Synthetic Jungle – Frédéric Malle in conversation with Anne Flipo

It’s a jungle out there – an incredibly refined, ultra-green, 1970s-inspired one, thanks to Frédéric Malle and perfumer Anne Flipo‘s latest creation: Synthetic Jungle eau de parfum.

We were lucky enough to be part of the virtual launch event for Synthetic Jungle, where Fréderic and Anne discussed the inspiration behind the fragrance, and exactly how the composition came together. And Frédéric was  particularly keen, as you will see,  to make the point that synthetics are a vital and creative component to the fragrance industry, not some dirty little secret that fragrance houses should seek to obscure from public view…

Fréderic Malle: I had an idea about revisiting ‘green’ perfumery, and thought Anne was the perfect candidte for that. She’s very good at starting points. We looked together at formulas from the past.

One we thought particularly interesting was Private Collecion by Estée Lauder. This was our starting point. Working with Anne was like two musicians jamming together. We were very comfortable together, with common interests, a common language. There was no fear!

Anne Flipo: At the beginning I was a bit stressed because I had to understand how he works. But it was immediately very easy, he works the way I do. Everything was possible, but I wanted to organise the floralcy around the greenness. I chose lily of the valley.

Frédéric: The paradox, that people don’t often understand, is that to create a natural smell we need synthetics. Each synthetic note is part of the puzzle. I chose this paradoxical name to remind people how perfumery functions. And to show that what man makes is often as interesting as nature. …
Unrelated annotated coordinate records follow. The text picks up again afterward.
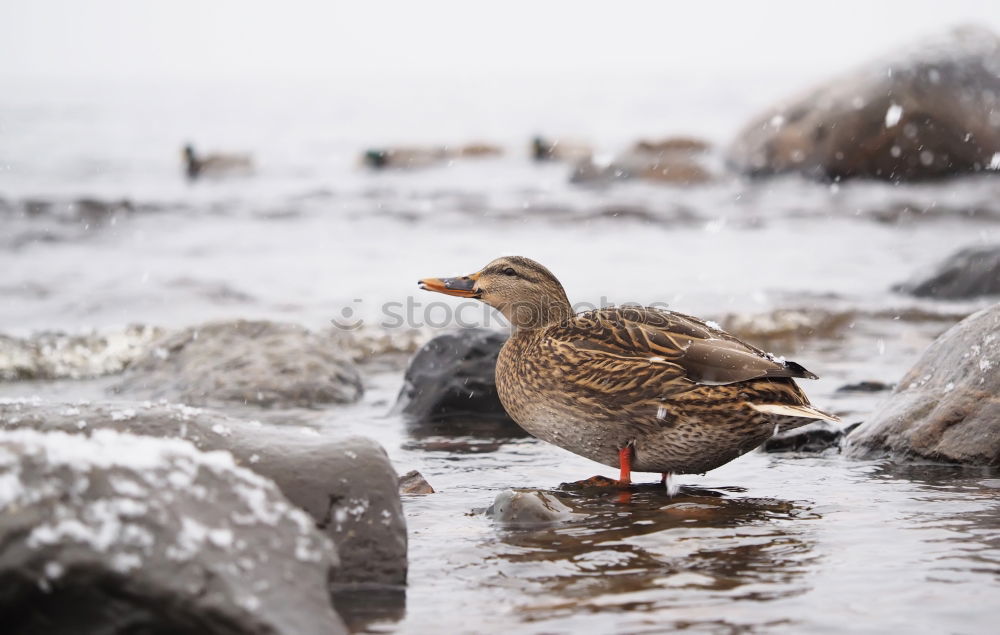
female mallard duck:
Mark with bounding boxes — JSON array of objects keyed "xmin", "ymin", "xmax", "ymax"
[{"xmin": 420, "ymin": 256, "xmax": 837, "ymax": 485}]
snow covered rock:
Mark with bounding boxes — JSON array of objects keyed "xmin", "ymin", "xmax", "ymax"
[
  {"xmin": 0, "ymin": 400, "xmax": 407, "ymax": 586},
  {"xmin": 112, "ymin": 320, "xmax": 363, "ymax": 407},
  {"xmin": 895, "ymin": 245, "xmax": 1000, "ymax": 299},
  {"xmin": 486, "ymin": 490, "xmax": 575, "ymax": 528},
  {"xmin": 0, "ymin": 429, "xmax": 346, "ymax": 635},
  {"xmin": 728, "ymin": 27, "xmax": 1000, "ymax": 181},
  {"xmin": 844, "ymin": 304, "xmax": 1000, "ymax": 466}
]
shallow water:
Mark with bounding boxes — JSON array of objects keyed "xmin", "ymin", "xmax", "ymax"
[{"xmin": 0, "ymin": 78, "xmax": 1000, "ymax": 633}]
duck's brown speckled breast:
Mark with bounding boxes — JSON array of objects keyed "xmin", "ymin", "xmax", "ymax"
[{"xmin": 496, "ymin": 332, "xmax": 801, "ymax": 473}]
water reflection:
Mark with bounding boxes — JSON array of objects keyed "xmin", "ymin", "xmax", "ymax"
[{"xmin": 489, "ymin": 485, "xmax": 820, "ymax": 625}]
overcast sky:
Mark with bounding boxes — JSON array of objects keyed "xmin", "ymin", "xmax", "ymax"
[{"xmin": 0, "ymin": 0, "xmax": 1000, "ymax": 78}]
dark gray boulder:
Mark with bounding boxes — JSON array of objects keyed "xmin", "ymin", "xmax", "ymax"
[
  {"xmin": 761, "ymin": 421, "xmax": 859, "ymax": 454},
  {"xmin": 0, "ymin": 400, "xmax": 407, "ymax": 586},
  {"xmin": 894, "ymin": 245, "xmax": 1000, "ymax": 300},
  {"xmin": 728, "ymin": 27, "xmax": 1000, "ymax": 181},
  {"xmin": 111, "ymin": 320, "xmax": 363, "ymax": 407},
  {"xmin": 486, "ymin": 490, "xmax": 576, "ymax": 528},
  {"xmin": 844, "ymin": 304, "xmax": 1000, "ymax": 466},
  {"xmin": 394, "ymin": 328, "xmax": 508, "ymax": 420},
  {"xmin": 0, "ymin": 429, "xmax": 346, "ymax": 635}
]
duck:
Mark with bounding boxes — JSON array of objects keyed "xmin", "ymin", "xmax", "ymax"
[{"xmin": 418, "ymin": 256, "xmax": 839, "ymax": 487}]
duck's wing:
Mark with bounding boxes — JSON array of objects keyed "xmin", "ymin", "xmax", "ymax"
[{"xmin": 545, "ymin": 307, "xmax": 816, "ymax": 395}]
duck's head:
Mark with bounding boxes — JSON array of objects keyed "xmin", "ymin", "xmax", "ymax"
[{"xmin": 418, "ymin": 256, "xmax": 573, "ymax": 329}]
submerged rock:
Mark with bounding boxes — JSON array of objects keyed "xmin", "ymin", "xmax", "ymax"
[
  {"xmin": 0, "ymin": 400, "xmax": 407, "ymax": 585},
  {"xmin": 0, "ymin": 430, "xmax": 346, "ymax": 635},
  {"xmin": 894, "ymin": 245, "xmax": 1000, "ymax": 300},
  {"xmin": 729, "ymin": 27, "xmax": 1000, "ymax": 181},
  {"xmin": 486, "ymin": 490, "xmax": 574, "ymax": 528},
  {"xmin": 570, "ymin": 138, "xmax": 712, "ymax": 185},
  {"xmin": 837, "ymin": 380, "xmax": 892, "ymax": 392},
  {"xmin": 845, "ymin": 304, "xmax": 1000, "ymax": 466},
  {"xmin": 399, "ymin": 470, "xmax": 434, "ymax": 494},
  {"xmin": 761, "ymin": 421, "xmax": 859, "ymax": 453},
  {"xmin": 394, "ymin": 328, "xmax": 509, "ymax": 420},
  {"xmin": 111, "ymin": 320, "xmax": 363, "ymax": 407},
  {"xmin": 0, "ymin": 326, "xmax": 163, "ymax": 381}
]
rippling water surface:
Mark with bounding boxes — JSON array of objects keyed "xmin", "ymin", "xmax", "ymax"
[{"xmin": 0, "ymin": 77, "xmax": 1000, "ymax": 632}]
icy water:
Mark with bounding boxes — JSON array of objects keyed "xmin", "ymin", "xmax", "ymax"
[{"xmin": 0, "ymin": 78, "xmax": 1000, "ymax": 633}]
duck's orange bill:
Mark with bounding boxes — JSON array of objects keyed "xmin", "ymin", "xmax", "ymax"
[{"xmin": 417, "ymin": 273, "xmax": 479, "ymax": 298}]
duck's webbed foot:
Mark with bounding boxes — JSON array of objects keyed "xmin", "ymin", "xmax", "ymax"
[{"xmin": 570, "ymin": 474, "xmax": 621, "ymax": 487}]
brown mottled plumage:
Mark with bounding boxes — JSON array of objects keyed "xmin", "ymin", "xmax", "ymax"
[{"xmin": 420, "ymin": 257, "xmax": 836, "ymax": 483}]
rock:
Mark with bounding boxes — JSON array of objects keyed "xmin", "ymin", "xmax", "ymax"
[
  {"xmin": 531, "ymin": 136, "xmax": 594, "ymax": 162},
  {"xmin": 111, "ymin": 320, "xmax": 363, "ymax": 407},
  {"xmin": 486, "ymin": 490, "xmax": 575, "ymax": 528},
  {"xmin": 393, "ymin": 328, "xmax": 509, "ymax": 420},
  {"xmin": 452, "ymin": 141, "xmax": 503, "ymax": 159},
  {"xmin": 0, "ymin": 430, "xmax": 346, "ymax": 635},
  {"xmin": 399, "ymin": 470, "xmax": 434, "ymax": 494},
  {"xmin": 0, "ymin": 325, "xmax": 163, "ymax": 381},
  {"xmin": 845, "ymin": 304, "xmax": 1000, "ymax": 466},
  {"xmin": 893, "ymin": 245, "xmax": 1000, "ymax": 300},
  {"xmin": 761, "ymin": 421, "xmax": 859, "ymax": 453},
  {"xmin": 570, "ymin": 139, "xmax": 712, "ymax": 185},
  {"xmin": 728, "ymin": 27, "xmax": 1000, "ymax": 181},
  {"xmin": 0, "ymin": 400, "xmax": 407, "ymax": 586},
  {"xmin": 837, "ymin": 380, "xmax": 892, "ymax": 392}
]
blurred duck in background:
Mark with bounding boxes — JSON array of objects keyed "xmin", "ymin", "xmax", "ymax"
[{"xmin": 184, "ymin": 143, "xmax": 254, "ymax": 180}]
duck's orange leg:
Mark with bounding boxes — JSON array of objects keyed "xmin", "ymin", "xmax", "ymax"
[{"xmin": 618, "ymin": 445, "xmax": 632, "ymax": 485}]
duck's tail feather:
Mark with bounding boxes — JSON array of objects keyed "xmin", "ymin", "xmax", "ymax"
[{"xmin": 750, "ymin": 403, "xmax": 840, "ymax": 423}]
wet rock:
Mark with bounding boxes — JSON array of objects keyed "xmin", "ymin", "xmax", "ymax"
[
  {"xmin": 893, "ymin": 245, "xmax": 1000, "ymax": 300},
  {"xmin": 0, "ymin": 400, "xmax": 407, "ymax": 585},
  {"xmin": 531, "ymin": 136, "xmax": 594, "ymax": 162},
  {"xmin": 837, "ymin": 381, "xmax": 892, "ymax": 392},
  {"xmin": 570, "ymin": 138, "xmax": 712, "ymax": 185},
  {"xmin": 361, "ymin": 142, "xmax": 503, "ymax": 170},
  {"xmin": 486, "ymin": 490, "xmax": 574, "ymax": 528},
  {"xmin": 394, "ymin": 329, "xmax": 509, "ymax": 420},
  {"xmin": 761, "ymin": 421, "xmax": 859, "ymax": 453},
  {"xmin": 111, "ymin": 320, "xmax": 363, "ymax": 407},
  {"xmin": 0, "ymin": 430, "xmax": 346, "ymax": 635},
  {"xmin": 399, "ymin": 470, "xmax": 434, "ymax": 494},
  {"xmin": 0, "ymin": 326, "xmax": 163, "ymax": 381},
  {"xmin": 729, "ymin": 27, "xmax": 1000, "ymax": 181},
  {"xmin": 719, "ymin": 308, "xmax": 858, "ymax": 349},
  {"xmin": 845, "ymin": 304, "xmax": 1000, "ymax": 466},
  {"xmin": 632, "ymin": 137, "xmax": 712, "ymax": 153}
]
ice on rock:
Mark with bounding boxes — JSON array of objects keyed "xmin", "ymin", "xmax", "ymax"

Anne: When I choose the ingredients, (I work with over 400), the green note, for example, is very different to the colour itself…

Frédéric: There’s a difference between a smell and a perfume. Between a flower and a fragrance. A fine fragrance has to feel like it’s coming out of you, not worn on the skin.

Anne: I wanted it to smell like this jungle was coming out of you. The chypre accord helps it last on the skin, it balances the formula.

Frédéric: When Anne added the lily of the valley it was a huge turning point, it was the key. And then the dampness comes from Patchouli.

 

 

Frédéric Malle: Interesting perfumery really started at the end of the 19th century, because there were some synthetics available. Perfumery as we know it today has big doses of synthetic, and furthermore, if you want to recreate nature you need synthetic.  The name, Synthetic Jungle, is a way of opening the debate, I love nature, it needs to be preserved, don’t get me wriong; but this idea that everything from nature is great and everything from man is awful is a new kind of facism.

Anne Flipo: Making the formula very short was important to me, overdosing some ingredients – there’s a lot of cassis, overdoes of floralcy, not so many base notes volume-wise. They’re present, you smell them, but the construction is very modern.

Frédéric: Sometimes you have contrast. The patchouli and oakmoss is a black background, but it’s not dirty. A lot of the fragrances from the 1970s smelled dirty. This smells carnal, but not dirty. There’s a distinction.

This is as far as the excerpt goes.